Creio que o plano do Presidente não
é muito diferente do plano do Primeiro-Ministro. Mais tarde ou mais
cedo haverá eleições - até porque com Passos Coelho qualquer
entendimento é inviável - e se o PS vencer sem maioria absoluta
(como é provável) será levado a uma coligação com o PSD. Não estou
a dizer com o formalismo do bloco central de 83-85, pode ser apenas
de acordo parlamentar. Tanto Marcelo como Costa percebem que, mais
tarde ou mais cedo, haverá um conjunto de questões que terá de ser
resolvido e que só é possível com uma grande coligação e obviamente
tendo em vista revisões constitucionais, promovidas pelos dois
maiores partidos nacionais. Creio que este cenário reforça a
posição de Marcelo, e Costa tem a noção que para efetuar certas
reformas vai precisar do apoio do PSD.
O caso
«Panamá Leaks» abana o mundo, mas as consequências variam consoante
se está em Reiquejavique, Moscovo ou até Paris. Políticos,
jogadores de futebol, cantores e até cineastas são visados num
trabalho de investigação de um consórcio de jornais. A moral da
história é que são sempre os pequenos a pagar impostos e os
«tubarões» tudo fazem para ocultar as suas fortunas do crivo
tributário. A poeira vai assentar e tudo voltará ao normal ou as
sociedades civis podem revoltar-se?
Infelizmente até agora o caso
«Panamá Leaks», principalmente na forma como foi apresentado em
Portugal, mistura situações que podem constituir ilegalidades com
situações perfeitamente legais e morais. Depois de cumprir as suas
obrigações fiscais, cada um é livre de colocar as suas poupanças
onde desejar, incluindo em offshore que oferecem mais segurança
jurídica e financeira que a banca portuguesa, por exemplo.
Junta--se a isso a demagogia de querer acabar com os offshore (que
são o resultado de decisões de Estados soberanos) que é o mesmo que
querer acabar com a pobreza ou a mortalidade infantil no mundo. Os
problemas de iniquidade fiscal levantados pelos offshore radicam
mais na nossa debilidade (ou mesmo complacência) do que na mera
existência desses Estados soberanos.
O
empresário Pedro Ferraz da Costa disse um dia, ao «Expresso», que
«Portugal não tem dimensão para se roubar tanto». Paulo Morais,
candidato à Presidência da República, fez da corrupção a sua
bandeira, mas só obteve dois por cento dos votos. Significa isto
que o português é um fiel seguidor da política do «bem prega, Frei
Tomás»?
Quando o português do século XXI,
da geração melhor preparada de sempre, cidadão europeu e do mundo
globalizado, vota em autarcas condenados por corrupção com o
argumento de que este ao menos faz obra, sabemos que a corrupção é
um problema cultural que a sociedade não só não combate como tolera
e mesmo alimenta. Só isso explica que em 2016 o combate contra a
corrupção continua a ser conversa política para entreter mas não há
nenhuma revolta da sociedade civil.
CARA DA
NOTÍCIA
Nuno Garoupa nasceu em Lisboa em
1970. Licenciou-se em Economia na Universidade Nova de Lisboa em
1992. Obteve o mestrado em Economia no Queen Mary College em 1994 e
em Direito (LLM) na Universidade de Londres em 2005. Fez o
doutoramento em Economia na Universidade de York em 1998 e
agregação em Microeconomia na Universidade Nova de Lisboa em 2002.

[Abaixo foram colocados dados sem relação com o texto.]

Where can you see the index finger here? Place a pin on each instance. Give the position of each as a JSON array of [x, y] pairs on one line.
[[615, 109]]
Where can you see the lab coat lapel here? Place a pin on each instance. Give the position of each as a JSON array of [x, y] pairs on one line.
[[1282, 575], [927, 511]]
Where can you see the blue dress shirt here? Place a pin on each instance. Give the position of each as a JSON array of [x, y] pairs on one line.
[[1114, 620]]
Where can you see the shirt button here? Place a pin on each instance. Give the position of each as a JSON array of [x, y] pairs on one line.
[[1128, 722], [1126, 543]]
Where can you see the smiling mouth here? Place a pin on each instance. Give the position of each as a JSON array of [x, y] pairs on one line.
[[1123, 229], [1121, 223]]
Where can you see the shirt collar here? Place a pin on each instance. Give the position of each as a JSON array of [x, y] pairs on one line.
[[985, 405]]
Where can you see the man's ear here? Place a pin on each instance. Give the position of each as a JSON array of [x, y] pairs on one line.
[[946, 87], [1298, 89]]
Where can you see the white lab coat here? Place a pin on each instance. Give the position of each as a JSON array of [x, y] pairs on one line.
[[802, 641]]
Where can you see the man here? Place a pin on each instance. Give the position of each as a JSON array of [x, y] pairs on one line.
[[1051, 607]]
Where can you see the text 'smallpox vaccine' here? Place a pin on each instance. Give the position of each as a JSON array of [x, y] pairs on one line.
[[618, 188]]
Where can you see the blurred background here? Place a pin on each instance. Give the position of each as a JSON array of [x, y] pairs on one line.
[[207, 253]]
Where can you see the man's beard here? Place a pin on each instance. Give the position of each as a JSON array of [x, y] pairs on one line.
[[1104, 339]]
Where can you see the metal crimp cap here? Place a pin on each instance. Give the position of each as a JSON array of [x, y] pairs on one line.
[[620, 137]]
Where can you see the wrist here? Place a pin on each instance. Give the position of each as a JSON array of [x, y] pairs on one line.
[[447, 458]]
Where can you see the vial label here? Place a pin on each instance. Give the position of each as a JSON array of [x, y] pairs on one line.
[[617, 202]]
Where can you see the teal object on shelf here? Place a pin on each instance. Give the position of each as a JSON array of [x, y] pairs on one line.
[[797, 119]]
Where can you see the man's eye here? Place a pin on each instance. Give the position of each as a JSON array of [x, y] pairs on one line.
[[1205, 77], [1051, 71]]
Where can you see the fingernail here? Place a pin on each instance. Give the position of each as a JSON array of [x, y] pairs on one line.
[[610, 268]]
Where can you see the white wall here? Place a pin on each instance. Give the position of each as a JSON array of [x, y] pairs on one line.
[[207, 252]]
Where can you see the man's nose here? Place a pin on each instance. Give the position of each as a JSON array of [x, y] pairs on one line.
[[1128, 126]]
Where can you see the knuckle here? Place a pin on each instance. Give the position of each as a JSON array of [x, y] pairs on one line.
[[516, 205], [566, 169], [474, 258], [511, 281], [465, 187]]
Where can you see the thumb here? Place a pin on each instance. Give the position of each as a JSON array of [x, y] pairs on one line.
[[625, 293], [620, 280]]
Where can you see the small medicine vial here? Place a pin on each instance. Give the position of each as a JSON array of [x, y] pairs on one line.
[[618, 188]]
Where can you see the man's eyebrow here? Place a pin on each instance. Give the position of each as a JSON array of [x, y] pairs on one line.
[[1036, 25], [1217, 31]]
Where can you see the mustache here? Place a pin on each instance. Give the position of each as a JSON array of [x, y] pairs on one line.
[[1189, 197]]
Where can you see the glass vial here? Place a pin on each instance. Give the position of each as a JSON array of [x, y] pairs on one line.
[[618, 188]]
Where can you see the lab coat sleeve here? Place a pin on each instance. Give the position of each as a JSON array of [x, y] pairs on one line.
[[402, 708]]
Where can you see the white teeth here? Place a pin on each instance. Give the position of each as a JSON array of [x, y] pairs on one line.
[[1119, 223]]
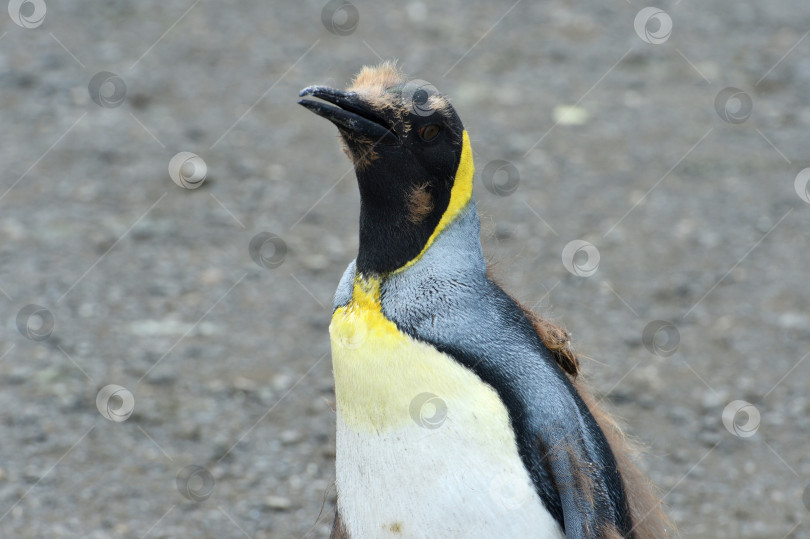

É professor de Direito na Universidade de Texas A&M e
titular da Chair in Research Innovation, Católica Global
Law School. Foi professor na Universidade de Illinois (2007-2015),
na Universidade Nova de Lisboa (2001-2007) e na Universidade Pompeu
Fabra de Barcelona (1998-2001). A sua área de investigação é
Direito e Economia (Law and Economics) e Direito
Comparado. Autor de mais de cem artigos publicados nas melhores
revistas académicas da especialidade. Prémio Júlian Marías 2010,
Comunidade de Madrid. Membro do Conselho de Administração da FFMS
desde junho de 2013 e Presidente desde maio de 2014. Autor do
Ensaio "O Governo da Justiça" publicado em 2011.